« Communauté, Identité, Stabilité »
(Devise planétaire du Meilleur des Mondes : Des mots grandioses…)
Dans un futur plus ou moins proche, la société a évolué dans un sens plus que contestable. Tout est planifié, tout est régulé. Les principales sources d’anxiété ont été éradiquées, le monde est devenu stable et sécurisant et rien n’est plus le fruit du hasard.
Les citoyens « s’épanouissent » dans des villes protégées et si jamais ils ont le malheur de ressentir quelque inconfort moral ou quelque état d’âme, ils peuvent toujours avaler une pilule de Soma, une drogue qui apporte une illusion de bonheur. Ce qu’ils s’empressent de faire avec joie. Il est fort mal vu d’être malheureux, ce n’est pas l’attitude d’un bon citoyen ; ce n’est pas NORMAL et rien ne leur était plus désagréable que de rester en proie à ce sentiment angoissant. Aucun individu sain d’esprit n’a envie d’être différent.

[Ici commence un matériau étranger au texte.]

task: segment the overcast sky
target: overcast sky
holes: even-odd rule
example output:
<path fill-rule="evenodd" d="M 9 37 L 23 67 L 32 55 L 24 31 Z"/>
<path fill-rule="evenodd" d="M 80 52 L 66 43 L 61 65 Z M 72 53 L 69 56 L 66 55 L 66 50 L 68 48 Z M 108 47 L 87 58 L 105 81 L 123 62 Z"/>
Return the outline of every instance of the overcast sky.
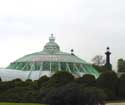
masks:
<path fill-rule="evenodd" d="M 124 0 L 0 0 L 0 67 L 37 51 L 51 33 L 61 50 L 87 62 L 110 46 L 125 59 Z"/>

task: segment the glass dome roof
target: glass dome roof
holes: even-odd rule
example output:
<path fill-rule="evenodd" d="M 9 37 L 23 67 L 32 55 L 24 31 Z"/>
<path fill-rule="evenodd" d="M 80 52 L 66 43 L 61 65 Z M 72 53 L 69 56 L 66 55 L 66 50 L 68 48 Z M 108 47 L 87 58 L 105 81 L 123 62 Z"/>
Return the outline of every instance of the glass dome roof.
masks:
<path fill-rule="evenodd" d="M 92 65 L 88 64 L 73 53 L 60 51 L 59 45 L 55 42 L 55 37 L 51 34 L 49 42 L 44 46 L 43 51 L 26 55 L 11 63 L 7 69 L 30 71 L 28 78 L 32 77 L 33 71 L 39 71 L 39 77 L 42 72 L 68 71 L 74 75 L 92 74 L 95 77 L 99 73 Z"/>

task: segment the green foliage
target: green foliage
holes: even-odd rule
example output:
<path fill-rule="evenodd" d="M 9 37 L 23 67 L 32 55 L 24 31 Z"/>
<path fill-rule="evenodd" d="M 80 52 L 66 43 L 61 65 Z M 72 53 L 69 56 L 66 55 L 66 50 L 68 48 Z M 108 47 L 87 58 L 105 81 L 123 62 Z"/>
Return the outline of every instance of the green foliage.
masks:
<path fill-rule="evenodd" d="M 56 72 L 41 88 L 59 87 L 74 81 L 72 74 L 66 71 Z"/>
<path fill-rule="evenodd" d="M 109 71 L 105 66 L 93 65 L 93 67 L 100 73 Z"/>
<path fill-rule="evenodd" d="M 125 98 L 125 74 L 123 74 L 119 79 L 118 93 L 120 98 Z"/>
<path fill-rule="evenodd" d="M 87 86 L 94 86 L 96 83 L 96 79 L 93 75 L 85 74 L 83 77 L 76 79 L 77 83 L 86 84 Z"/>
<path fill-rule="evenodd" d="M 118 77 L 115 72 L 109 71 L 102 73 L 97 79 L 96 84 L 97 87 L 105 90 L 108 99 L 116 98 L 118 91 Z"/>
<path fill-rule="evenodd" d="M 118 72 L 125 72 L 125 60 L 118 59 Z"/>
<path fill-rule="evenodd" d="M 102 92 L 98 89 L 82 89 L 76 83 L 70 83 L 62 87 L 51 89 L 42 103 L 49 105 L 97 105 L 103 102 Z M 104 92 L 103 92 L 104 93 Z M 103 94 L 104 95 L 104 94 Z"/>

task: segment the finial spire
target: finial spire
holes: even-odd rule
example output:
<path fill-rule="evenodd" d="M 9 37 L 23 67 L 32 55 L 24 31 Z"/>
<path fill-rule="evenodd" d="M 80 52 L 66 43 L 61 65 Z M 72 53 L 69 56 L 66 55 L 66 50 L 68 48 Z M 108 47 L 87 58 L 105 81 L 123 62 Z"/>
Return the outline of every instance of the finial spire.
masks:
<path fill-rule="evenodd" d="M 53 36 L 53 34 L 51 34 L 51 36 L 49 37 L 49 41 L 50 42 L 54 42 L 55 41 L 55 37 Z"/>
<path fill-rule="evenodd" d="M 112 70 L 112 65 L 110 64 L 110 55 L 111 55 L 110 47 L 107 47 L 106 50 L 107 51 L 105 52 L 105 55 L 106 55 L 106 64 L 105 64 L 105 67 L 108 70 Z"/>

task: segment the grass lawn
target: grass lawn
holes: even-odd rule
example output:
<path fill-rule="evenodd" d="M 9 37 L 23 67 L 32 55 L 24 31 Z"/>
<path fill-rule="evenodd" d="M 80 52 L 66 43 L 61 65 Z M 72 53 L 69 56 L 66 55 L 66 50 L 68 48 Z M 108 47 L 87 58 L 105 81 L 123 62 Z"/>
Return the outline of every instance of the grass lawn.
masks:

Les notions de reproduction telles que nous pouvons les entendre sont taboues, tout comme la notion de couple d’ailleurs, et y faire allusion est jugé particulièrement obscène. Par conséquent, les individus sont créés dans des cuves, au Centre d’Incubation et de Conditionnement, suivant le Procédé Bokanovsky, l’un des instruments majeurs de la stabilité sociale. Des hommes et des femmes conformes au type normal, en groupe uniforme. Chacun à sa place, chacun ayant un programme qui définira leur futur… et qui fera leur bonheur, accessoirement.
Dès leur création cellulaire un programme génétique conditionne les futurs individus, aussi bien physiquement que psychologiquement, afin de leur permettre d’intégrer l’une ou l’autre des castes dans les meilleures conditions possibles. Les Alphas représentent la classe la plus haute et les Epsilons la plus basse.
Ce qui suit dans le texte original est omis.